Oh, you can probably guess the twist. [Scofflaw: sucking up to the brilliant readers at Slate, who are oh so much smarter than those stupid wingnuts, check!] Illinois’ 2004 SB2386 was passed by a unanimous vote in the state Senate. It amended a self-defense law first passed in 1961. Alarm bells should be ringing at this point, because Florida was pretty famously the first state to pass a “stand your ground” law, a year after this Illinois bill. Have reporters been blowing that story? No: “Stand your ground” is substantively different than what Obama backed in Illinois. He backed a tweak to the “castle doctrine,” which reads . . .

The degree of similarity between the two laws is debatable. It didn’t take much digging to find that there is a lot of similarity between them, but the similarity in a different area (a shield from lawsuits in self-defense cases) than the one most people are talking about most when they bring up Stand Your Ground. So while there’s some truth to the meme, Weigel also has a point.

Of course, that’s all based on the counterfactual assumption that this debate has anything to do with the substantive contents of the law, rather than pure demagoguery.
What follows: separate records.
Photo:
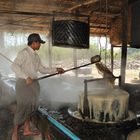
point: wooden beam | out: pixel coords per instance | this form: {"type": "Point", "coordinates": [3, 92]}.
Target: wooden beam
{"type": "Point", "coordinates": [82, 4]}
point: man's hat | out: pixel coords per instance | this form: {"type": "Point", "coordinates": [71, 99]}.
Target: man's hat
{"type": "Point", "coordinates": [34, 37]}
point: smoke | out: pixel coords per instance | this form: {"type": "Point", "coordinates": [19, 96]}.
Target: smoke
{"type": "Point", "coordinates": [65, 90]}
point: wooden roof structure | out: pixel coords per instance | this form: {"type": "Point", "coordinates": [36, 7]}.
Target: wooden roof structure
{"type": "Point", "coordinates": [36, 15]}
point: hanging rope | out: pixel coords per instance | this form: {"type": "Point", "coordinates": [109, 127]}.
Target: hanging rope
{"type": "Point", "coordinates": [100, 46]}
{"type": "Point", "coordinates": [106, 30]}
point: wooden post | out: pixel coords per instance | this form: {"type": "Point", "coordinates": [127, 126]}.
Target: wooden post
{"type": "Point", "coordinates": [124, 40]}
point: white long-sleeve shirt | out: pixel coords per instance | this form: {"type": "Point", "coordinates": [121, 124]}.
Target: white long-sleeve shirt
{"type": "Point", "coordinates": [28, 64]}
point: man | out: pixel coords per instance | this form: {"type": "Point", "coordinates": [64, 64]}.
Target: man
{"type": "Point", "coordinates": [26, 66]}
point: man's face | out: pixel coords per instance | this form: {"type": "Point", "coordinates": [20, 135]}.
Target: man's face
{"type": "Point", "coordinates": [36, 45]}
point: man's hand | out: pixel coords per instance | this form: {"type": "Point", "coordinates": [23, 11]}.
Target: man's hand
{"type": "Point", "coordinates": [29, 81]}
{"type": "Point", "coordinates": [60, 70]}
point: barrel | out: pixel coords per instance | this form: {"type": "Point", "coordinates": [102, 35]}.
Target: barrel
{"type": "Point", "coordinates": [134, 135]}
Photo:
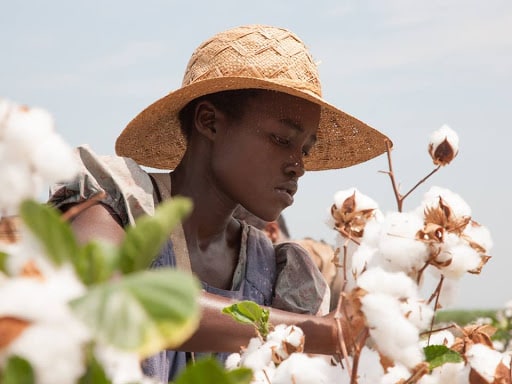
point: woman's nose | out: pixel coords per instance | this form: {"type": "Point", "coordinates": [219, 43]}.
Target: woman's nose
{"type": "Point", "coordinates": [295, 167]}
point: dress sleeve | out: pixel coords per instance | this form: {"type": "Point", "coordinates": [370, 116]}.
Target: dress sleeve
{"type": "Point", "coordinates": [299, 287]}
{"type": "Point", "coordinates": [127, 187]}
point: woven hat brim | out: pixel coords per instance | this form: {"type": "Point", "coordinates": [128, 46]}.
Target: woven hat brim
{"type": "Point", "coordinates": [154, 139]}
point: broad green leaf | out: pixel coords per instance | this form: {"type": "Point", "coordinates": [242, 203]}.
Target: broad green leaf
{"type": "Point", "coordinates": [17, 371]}
{"type": "Point", "coordinates": [145, 240]}
{"type": "Point", "coordinates": [143, 312]}
{"type": "Point", "coordinates": [94, 374]}
{"type": "Point", "coordinates": [248, 312]}
{"type": "Point", "coordinates": [437, 355]}
{"type": "Point", "coordinates": [97, 262]}
{"type": "Point", "coordinates": [210, 371]}
{"type": "Point", "coordinates": [54, 233]}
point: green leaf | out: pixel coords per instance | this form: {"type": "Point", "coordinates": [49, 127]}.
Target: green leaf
{"type": "Point", "coordinates": [143, 312]}
{"type": "Point", "coordinates": [437, 355]}
{"type": "Point", "coordinates": [248, 312]}
{"type": "Point", "coordinates": [17, 371]}
{"type": "Point", "coordinates": [96, 262]}
{"type": "Point", "coordinates": [210, 371]}
{"type": "Point", "coordinates": [145, 240]}
{"type": "Point", "coordinates": [54, 233]}
{"type": "Point", "coordinates": [94, 374]}
{"type": "Point", "coordinates": [3, 262]}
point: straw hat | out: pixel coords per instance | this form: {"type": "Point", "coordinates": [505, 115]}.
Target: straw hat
{"type": "Point", "coordinates": [252, 56]}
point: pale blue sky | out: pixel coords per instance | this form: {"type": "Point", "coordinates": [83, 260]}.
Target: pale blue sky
{"type": "Point", "coordinates": [405, 67]}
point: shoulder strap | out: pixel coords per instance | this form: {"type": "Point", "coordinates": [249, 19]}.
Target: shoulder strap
{"type": "Point", "coordinates": [162, 186]}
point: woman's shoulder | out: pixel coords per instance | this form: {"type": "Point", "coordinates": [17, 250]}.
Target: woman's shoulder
{"type": "Point", "coordinates": [125, 187]}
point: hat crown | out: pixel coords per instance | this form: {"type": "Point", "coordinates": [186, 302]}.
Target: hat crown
{"type": "Point", "coordinates": [258, 52]}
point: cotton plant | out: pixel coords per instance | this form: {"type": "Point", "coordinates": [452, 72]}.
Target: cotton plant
{"type": "Point", "coordinates": [388, 257]}
{"type": "Point", "coordinates": [63, 304]}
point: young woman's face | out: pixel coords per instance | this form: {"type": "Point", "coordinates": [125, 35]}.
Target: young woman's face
{"type": "Point", "coordinates": [258, 158]}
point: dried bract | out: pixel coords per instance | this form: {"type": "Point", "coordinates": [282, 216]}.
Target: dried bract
{"type": "Point", "coordinates": [443, 145]}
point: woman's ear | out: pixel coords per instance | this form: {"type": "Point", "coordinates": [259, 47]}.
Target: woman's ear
{"type": "Point", "coordinates": [205, 119]}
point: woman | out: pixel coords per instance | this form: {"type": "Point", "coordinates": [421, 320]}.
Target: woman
{"type": "Point", "coordinates": [246, 123]}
But never mind all that, I want to go back to this point, where Weigel seems to believe he proves that Illinois’s law can’t possibly be Stand Your Ground:

Alarm bells should be ringing at this point, because Florida was pretty famously the first state to pass a “stand your ground” law, a year after this Illinois bill.

Absolutely, utterly false, and by saying it Weigel beclowns himself far in excess of any legitimate point he might have had. Florida might have been the first to use the phrase “Stand Your Ground” (doubtful, but I can’t say for sure one way or the other), but the doctrine is over a century old. Andrew Blanca notes numerous cases doing as far back as 1877.

You needn’t be a lawyer to know this. Any history covering the American West (I recommend Paul Johnson) will tell of how the frontier did away with the duty to retreat that was typical back east. That doctrine, which we now call Stand Your Ground, was what gave rise to the gunfighting mythology of the West. That mythology persists today, providing not only most of the misconceptions employed to attack Stand Your Ground, but indeed providing most of the attack terminology (e.g., “the Wild West”) as well.